According to a survey conducted by the Forum of Private Business (FPB), school leavers lack even the most basic skills required to survive in the workplace.
The study, which amounts to the response of 4,000 employers nationwide, appears to add weight to the growing consensus that standards in education have fallen and the current system of exams, such as the A-Level, are getting easier. Lee Collinson, National Chairman of the FPB and a successful businessman, accused the British education system of "turning out school leavers who are socially inept and unprepared for the world of work."
"Party Tricks" are no Substitute for a Proper Education
More than 50% of employers rated the literacy, numeracy and oral skills of school leavers whom they had recruited as either "poor" or "very poor". Life skills faired only slightly better with 46% claiming that their young recruits timekeeping was "poor" and 27% critical about a lack of general courtesy shown towards colleagues and customers. The greatest levels of dissatisfaction arose in the remaining categories: nearly three quarters of employers believed that school leavers were unable to properly address a letter and over 60% rued their inability to take a simple telephone message.
Expressions of first-hand experience were equally unflattering if not downright astonishing; "The fact that they are passing exams only proves overall standards have fallen," said Jim Ferguson, Managing Director The Castle Group Ltd. "They are ignorant, illiterate, innumerate, bad mannered, want everything handed to them on a plate, and fall apart emotionally if they don"t get what they want," the Managing Director of an electrical contractor said. "British school leavers are not qualified for anything except getting drunk and not turning up for work," said Jeremy Rose, Proprietor of the Fensushi restaurant in London.
Government Urged to Speed up Implementation of White Paper
Reacting to the survey, the FPB, which represents the interests of 25,000 UK firms, has called upon the Government not to drag its heels over the realisation of its 14-19 Education and Skills White Paper.

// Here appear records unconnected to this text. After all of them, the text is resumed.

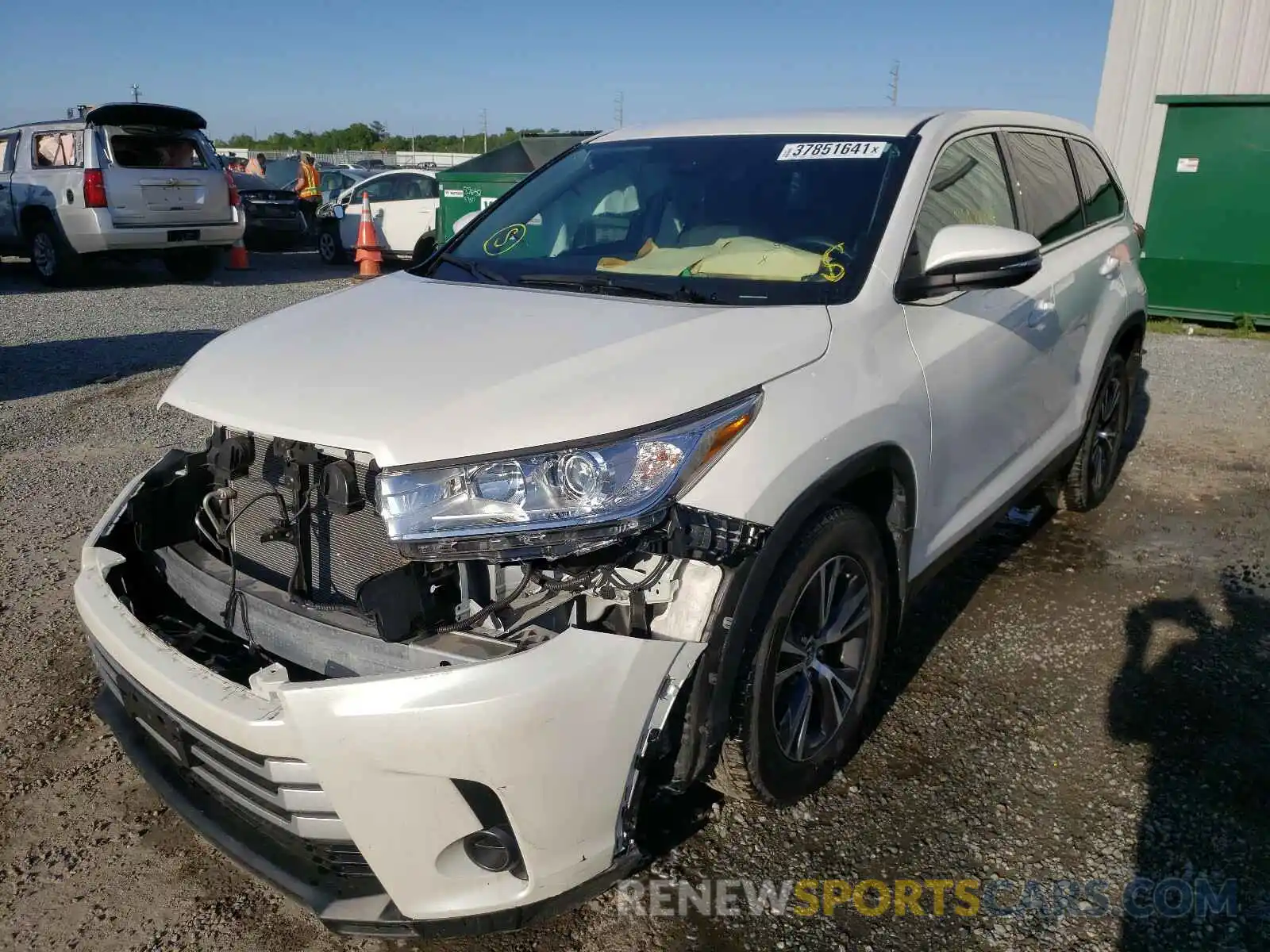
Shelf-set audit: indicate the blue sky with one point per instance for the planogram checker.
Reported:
(432, 67)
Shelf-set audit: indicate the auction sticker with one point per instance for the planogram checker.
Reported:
(831, 150)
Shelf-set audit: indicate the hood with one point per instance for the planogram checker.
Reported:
(413, 370)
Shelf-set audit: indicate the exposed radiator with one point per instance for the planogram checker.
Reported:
(343, 550)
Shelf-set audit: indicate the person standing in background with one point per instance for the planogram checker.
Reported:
(309, 188)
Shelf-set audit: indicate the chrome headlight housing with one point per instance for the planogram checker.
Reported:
(556, 501)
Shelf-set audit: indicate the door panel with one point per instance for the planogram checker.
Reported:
(987, 355)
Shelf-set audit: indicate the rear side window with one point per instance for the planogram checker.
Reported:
(1099, 194)
(57, 150)
(156, 150)
(1047, 186)
(968, 187)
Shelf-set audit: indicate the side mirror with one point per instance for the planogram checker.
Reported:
(973, 257)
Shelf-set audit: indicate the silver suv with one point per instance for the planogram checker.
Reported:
(133, 179)
(622, 490)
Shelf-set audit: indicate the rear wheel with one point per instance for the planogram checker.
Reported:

The Paper, largely criticised for ignoring recommendations in the Tomlinson Report to phase out GCSEs and A-Levels in favour of a diploma style system, aims to tackle low post-16 participation, improve vocational education, "stretch" the development of young people, and ensure that all are sound in the functional elements of English and Maths.
Is the System Failing our Youth? Are Exams Really Getting Easier?
Annual mumblings of foul play had this year emanated even before the Government celebrated the 23rd successive rise in A-Level passes. The release of the strategically timed FPB survey adds weight to the growing discontent and belief that exams are being dumbed down to meet targets and satisfy university entrance numbers.
The education sector's self assessment in the 14-19 White Paper goes no further towards allaying fears by intimating that it is currently possible to achieve a grade C in Maths and English, GCSE level, without having a functional understanding of the subjects. In fact, it actually qualifies the evidence put forward by the FPB, admitting "Many employers are not satisfied with the basic skills of school leavers going directly into jobs."
There is an alternative voice, though. In her interview with The Guardian newspaper, Chris Keates, General Secretary of the National Association of Schoolmasters and Union of Women Teachers (NASUWT), champions teaching standards and rejects notions of "dumbing down". She believes that success rates reflect the system's flexibility to harness young people's strengths by offering a widening range of subjects, refuting allegations that exams are getting easier. Keates added; "Carping and criticism will once again cast a shadow over the outcome of the years of hard work and dedication of youngsters and their teachers."